I'm fully in charge now and he has completely relented. S has finally given in to his own desires and is my sweet slave, "My Little Fucking Boy", to be loved and led by his Mistrss. I couldn't be more thrilled.

This was a long time in coming, and we both resisted the obvious for far too long. I would fight my inner nature and listen to my head, not my heart, allowing shame to prevent me from taking my natural and rightful place as his Domme. Ladies don't lead, ladies don't love a good fucking, ladies don't command their man, they submit. How wrong I was! And how much I love and embrace being in charge and being a proud, vibrant, strong, yet feminine and demure Domme! I was meant for this my whole life.

My first order of business was to lay down ground rules. My second was to teach S that he is valuable and worthy of being treated with only dignity. This entailed putting his ex-wife in her place and backing her off of the two of us with the threat of legal action. I looked him deep in the eye when she sent her incredibly submissive text back to me, consenting to my wishes, and told him, "Do you see? I am in charge. I am in control. Not only do you answer to me, but she does as well."
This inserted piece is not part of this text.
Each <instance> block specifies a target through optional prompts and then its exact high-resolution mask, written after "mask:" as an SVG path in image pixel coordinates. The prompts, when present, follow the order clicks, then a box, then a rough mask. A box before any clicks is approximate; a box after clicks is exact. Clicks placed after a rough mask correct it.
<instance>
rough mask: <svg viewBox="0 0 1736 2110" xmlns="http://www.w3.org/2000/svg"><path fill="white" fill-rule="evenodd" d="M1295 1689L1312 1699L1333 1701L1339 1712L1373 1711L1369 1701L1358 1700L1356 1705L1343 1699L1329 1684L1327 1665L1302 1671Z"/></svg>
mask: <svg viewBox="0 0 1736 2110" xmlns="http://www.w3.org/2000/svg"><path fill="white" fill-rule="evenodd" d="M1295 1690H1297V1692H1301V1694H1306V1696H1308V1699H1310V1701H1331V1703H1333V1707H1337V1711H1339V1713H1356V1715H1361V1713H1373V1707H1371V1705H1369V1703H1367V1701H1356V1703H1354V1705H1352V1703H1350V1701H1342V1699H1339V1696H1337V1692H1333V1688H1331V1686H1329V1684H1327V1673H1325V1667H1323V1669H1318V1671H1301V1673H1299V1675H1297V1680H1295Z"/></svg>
When a woman comes into her own, they all see it, and fall to her feet.

Let the worshiping begin.

Lonely at the Top

Posted on 12:09 PM by Tina

I've heard it said, "It's lonely at the top." I realize how true this is. Now that I have found my soulmate, when he is disengaged, or passive, looking for leadership, and not being my touchstone, the feeling of isolation for me can be overwhelming.

We just returned from a 10-day, 6 state, 2500+ mile road trip. We visited some of his family, and he took me to some places I've never traveled. He paid for it all; treated me to fine hotels and delicious meals. Somewhere along the road we defined our relationship to an even greater level, and our last stop was to a bondage store, 300 miles from home. I picked up items I would need to bring him to full submission and placed them on the counter. Then I let him pay.

After driving 700 miles in one day, we arrived home. I made him a nice dinner, he had a drink, and I took charge. Using every item we purchased, and some that had once been purchased for use on me, the transition is complete.

This morning he is passive, quiet (even quieter than usual), and has this longing in his eyes for acceptance, approval, and love. After each interaction throughout the night I cuddled, praised and reassured him. Being the submissive once, I know the importance of this, and the emotional reward it brings.

It is my strength he was attracted to all along. It is my strength that sexually dominates him, emotionally feeds him, and mentally retrains him. My hope is that I have enough to sustain us both. The feelings of loneliness are looming, but I'm sure temporary. Reward is just around the corner; for us both.